They’ve spent £30 million with little or no return? Only a council could be so reckless, sounds a wise move to get them to pause and move them out of the frame if that’s the case.

By Spadger

This needs a proper developer like Muse, Splash, Capital & Centric or Ask, someone that gets regeneration, heritage and mixed use

By Jon Andrews

The Council should give the land to a experienced mixed use developer, with a rental return/capital return once the private sector has made work.
Shrink the retail element down.
More residential units and involve the University and Law College to bring students into the town from out of town campuses, who can then spend money in the cafes and retail units.

By Sam T

Ian I wouldn’t exactly call Liverpool One a success commercially, it’s never got the rents that were hoped for and it seems likely that there be even more empty units if a few years time, retail is dead and restaurant chains are also feeling the crunch.

By Holy days

Liverpool One has been a tremendous success in many ways, the amount of footfall it brings into the city, the beacon of light it was for regeneration in the wider area, the confidence it eschewed in the physic of Liverpool, plus the new and various retail outlets
Not to mention the complete modernisation of an area around Paradise Street that had seemed to have lost its reason for being.
No, I would not agree with that statement because no matter what the rates are,the owners seem happy.

By Liverpolitis

Only very recently has Manchester’s prime retail rents gone above Liverpool’s (by £5 a sq ft). Liverpool is on £265 a sq ft, Manchester is now on £270. The national average is just over £100. Any suggestion that Liverpool One hasn’t been a complete success is just rot.

By Mike

Council’s are at their best when they intervene in Markets to correct market failure / support future prosperity. This scheme is needed and any viability issues purely relate to mistakes of the past and allowing Cheshire Oaks in the first place.

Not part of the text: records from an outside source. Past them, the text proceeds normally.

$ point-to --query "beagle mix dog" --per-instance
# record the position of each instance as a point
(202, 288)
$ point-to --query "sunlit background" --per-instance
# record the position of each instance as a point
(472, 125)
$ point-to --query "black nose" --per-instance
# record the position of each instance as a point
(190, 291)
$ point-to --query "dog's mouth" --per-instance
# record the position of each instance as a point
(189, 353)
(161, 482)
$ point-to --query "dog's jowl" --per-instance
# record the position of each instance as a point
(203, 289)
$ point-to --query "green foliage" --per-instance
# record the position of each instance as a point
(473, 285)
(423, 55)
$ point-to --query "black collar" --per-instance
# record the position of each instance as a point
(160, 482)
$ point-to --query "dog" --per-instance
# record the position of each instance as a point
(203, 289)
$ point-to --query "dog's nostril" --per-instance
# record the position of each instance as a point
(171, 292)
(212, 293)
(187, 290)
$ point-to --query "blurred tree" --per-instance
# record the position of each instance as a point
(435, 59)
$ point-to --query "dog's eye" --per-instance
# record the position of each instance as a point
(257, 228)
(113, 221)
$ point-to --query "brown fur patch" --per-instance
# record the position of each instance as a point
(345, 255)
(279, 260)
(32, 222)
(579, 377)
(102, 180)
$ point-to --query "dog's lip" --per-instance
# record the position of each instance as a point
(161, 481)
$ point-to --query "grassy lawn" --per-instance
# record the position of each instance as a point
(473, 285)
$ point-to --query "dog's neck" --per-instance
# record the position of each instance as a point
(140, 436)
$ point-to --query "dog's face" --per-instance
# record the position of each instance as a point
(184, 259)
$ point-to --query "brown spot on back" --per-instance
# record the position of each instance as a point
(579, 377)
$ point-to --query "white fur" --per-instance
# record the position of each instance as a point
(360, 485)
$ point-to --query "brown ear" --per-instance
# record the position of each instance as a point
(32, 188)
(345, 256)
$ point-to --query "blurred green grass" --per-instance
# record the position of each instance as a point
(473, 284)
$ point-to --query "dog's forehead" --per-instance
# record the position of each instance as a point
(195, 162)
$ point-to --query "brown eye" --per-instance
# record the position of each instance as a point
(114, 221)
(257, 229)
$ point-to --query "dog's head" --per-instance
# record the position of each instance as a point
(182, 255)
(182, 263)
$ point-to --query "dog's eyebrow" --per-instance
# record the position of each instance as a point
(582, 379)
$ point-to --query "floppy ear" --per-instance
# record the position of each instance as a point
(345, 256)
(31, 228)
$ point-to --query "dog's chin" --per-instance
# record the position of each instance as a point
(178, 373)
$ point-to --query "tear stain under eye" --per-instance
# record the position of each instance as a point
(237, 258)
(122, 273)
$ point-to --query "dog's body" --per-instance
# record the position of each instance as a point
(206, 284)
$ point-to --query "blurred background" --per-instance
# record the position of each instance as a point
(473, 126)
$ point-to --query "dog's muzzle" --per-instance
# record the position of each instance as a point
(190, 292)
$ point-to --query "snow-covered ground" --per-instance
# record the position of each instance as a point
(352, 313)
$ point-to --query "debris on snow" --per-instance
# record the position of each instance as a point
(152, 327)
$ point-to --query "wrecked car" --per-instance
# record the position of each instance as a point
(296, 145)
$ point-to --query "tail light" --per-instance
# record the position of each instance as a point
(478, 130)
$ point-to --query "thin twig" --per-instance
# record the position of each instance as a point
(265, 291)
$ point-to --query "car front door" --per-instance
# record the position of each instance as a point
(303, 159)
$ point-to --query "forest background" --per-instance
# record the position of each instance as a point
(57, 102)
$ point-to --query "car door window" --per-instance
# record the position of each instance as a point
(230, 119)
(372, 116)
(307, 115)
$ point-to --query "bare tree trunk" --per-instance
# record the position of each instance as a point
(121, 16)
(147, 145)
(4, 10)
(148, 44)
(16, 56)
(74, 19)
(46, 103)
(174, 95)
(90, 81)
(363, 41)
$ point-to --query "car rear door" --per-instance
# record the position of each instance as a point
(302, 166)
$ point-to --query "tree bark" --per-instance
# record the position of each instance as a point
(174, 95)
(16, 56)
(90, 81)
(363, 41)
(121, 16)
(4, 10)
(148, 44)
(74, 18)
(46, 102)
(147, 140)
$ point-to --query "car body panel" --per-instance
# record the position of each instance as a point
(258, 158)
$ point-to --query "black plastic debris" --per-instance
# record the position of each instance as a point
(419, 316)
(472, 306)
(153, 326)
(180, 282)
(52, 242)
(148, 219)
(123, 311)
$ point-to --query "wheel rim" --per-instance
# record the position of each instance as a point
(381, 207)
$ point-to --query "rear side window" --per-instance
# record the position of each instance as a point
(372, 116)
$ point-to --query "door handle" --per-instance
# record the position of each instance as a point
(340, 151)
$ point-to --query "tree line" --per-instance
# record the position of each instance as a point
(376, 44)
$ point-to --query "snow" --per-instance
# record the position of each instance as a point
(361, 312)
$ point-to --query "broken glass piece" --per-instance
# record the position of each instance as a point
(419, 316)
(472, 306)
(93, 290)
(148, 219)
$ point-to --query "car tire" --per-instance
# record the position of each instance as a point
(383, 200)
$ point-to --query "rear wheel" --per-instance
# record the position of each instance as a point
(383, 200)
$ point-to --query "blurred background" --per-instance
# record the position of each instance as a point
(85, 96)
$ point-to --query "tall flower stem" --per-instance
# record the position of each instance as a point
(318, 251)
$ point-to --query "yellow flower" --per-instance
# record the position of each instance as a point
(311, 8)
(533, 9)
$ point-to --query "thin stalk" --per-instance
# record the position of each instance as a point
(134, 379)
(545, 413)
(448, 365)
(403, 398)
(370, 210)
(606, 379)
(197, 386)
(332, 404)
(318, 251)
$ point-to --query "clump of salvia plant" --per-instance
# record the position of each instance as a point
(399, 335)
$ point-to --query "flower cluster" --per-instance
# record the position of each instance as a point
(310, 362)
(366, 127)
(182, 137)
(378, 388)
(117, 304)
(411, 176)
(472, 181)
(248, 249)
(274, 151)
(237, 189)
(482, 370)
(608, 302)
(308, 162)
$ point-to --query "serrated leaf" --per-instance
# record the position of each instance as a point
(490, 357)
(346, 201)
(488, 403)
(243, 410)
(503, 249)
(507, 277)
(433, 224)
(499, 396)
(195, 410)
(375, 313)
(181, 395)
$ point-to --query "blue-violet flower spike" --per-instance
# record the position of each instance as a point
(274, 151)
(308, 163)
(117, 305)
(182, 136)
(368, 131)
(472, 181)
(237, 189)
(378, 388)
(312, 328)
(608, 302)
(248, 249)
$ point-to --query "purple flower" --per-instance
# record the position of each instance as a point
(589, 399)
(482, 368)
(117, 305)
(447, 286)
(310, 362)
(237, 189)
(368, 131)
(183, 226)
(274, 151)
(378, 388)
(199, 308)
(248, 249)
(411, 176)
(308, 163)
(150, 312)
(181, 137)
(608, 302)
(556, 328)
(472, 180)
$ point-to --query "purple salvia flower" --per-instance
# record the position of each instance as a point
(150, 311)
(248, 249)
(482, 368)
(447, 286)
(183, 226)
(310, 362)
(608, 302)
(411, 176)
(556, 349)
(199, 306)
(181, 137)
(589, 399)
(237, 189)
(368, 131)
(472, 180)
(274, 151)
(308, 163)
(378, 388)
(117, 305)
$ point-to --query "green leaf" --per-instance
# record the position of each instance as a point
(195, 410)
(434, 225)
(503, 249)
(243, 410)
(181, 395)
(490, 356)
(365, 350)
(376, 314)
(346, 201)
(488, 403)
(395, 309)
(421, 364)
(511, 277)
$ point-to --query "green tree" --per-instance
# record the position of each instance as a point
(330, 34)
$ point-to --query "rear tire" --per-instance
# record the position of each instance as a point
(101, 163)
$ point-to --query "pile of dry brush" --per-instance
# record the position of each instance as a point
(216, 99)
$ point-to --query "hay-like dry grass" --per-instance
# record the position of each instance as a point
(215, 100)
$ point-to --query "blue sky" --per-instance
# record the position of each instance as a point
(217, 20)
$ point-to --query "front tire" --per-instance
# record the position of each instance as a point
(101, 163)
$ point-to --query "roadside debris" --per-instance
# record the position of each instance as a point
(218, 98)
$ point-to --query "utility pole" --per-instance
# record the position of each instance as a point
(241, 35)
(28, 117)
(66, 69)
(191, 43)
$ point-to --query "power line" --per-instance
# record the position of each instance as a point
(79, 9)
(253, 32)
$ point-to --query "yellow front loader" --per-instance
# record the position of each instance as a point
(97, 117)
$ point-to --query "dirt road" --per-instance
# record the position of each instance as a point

PB – just like Barons Quay!! Another fine example of intervention.

By Right said Fred

Chester is going from a city to a town. Council needs to manage this decline as best it can, but it’s decline is inevitable and started 20 years ago. Public transport connectivity is appalling, money should go into making better connections to Manchester and Birmingham and the North Wales coast.

By Robert

Tim and Guy’s letter smacks of Brexit ‘Project Fear’ – Northgate will give us something to be proud of rather than embarrassed by. Have they walked around the back of the Forum or been to the market recently? The whole of the site down to the Crowne Plaza is really poor, like a cruddy bit of Birmingham, shown up even more now by the excellent Storyhouse which shows what you can do when you to kick-start regeneration.

By Steve

This is bad for Liverpool city region.

By Sting

Barons quay is a complete disaster.
Chester Northgate. will be a complete disaster

What the people of Northwich want from Cheshire west and Chester council is
Resignations or sackings

By Northwich

Interesting analogy Steve. Like Brexit, Northgate hasn’t actually happened yet and we don’t yet know what the long term impact will be. Unlike Brexit, which is all about putting up barriers and is both a national embarrassment and a gratuitous act of self mutilation, Northgate should eventually be something to be proud of and really benefit the city by appealing to a broader range of people and business, removing barriers, encouraging them back into the centre and consolidating what is a prosperous and historic city.

By Brexgate

I fear me and Brexgate are on different sides of the, er, gate? Personally, I would prefer it if public money was spent on excellent UK regeneration projects like Northgate, not (part) bailing out Greece to the tune of 32 billion euros or paying for EU buildings in Strasbourg and Brussels @ 500 million euros a pop!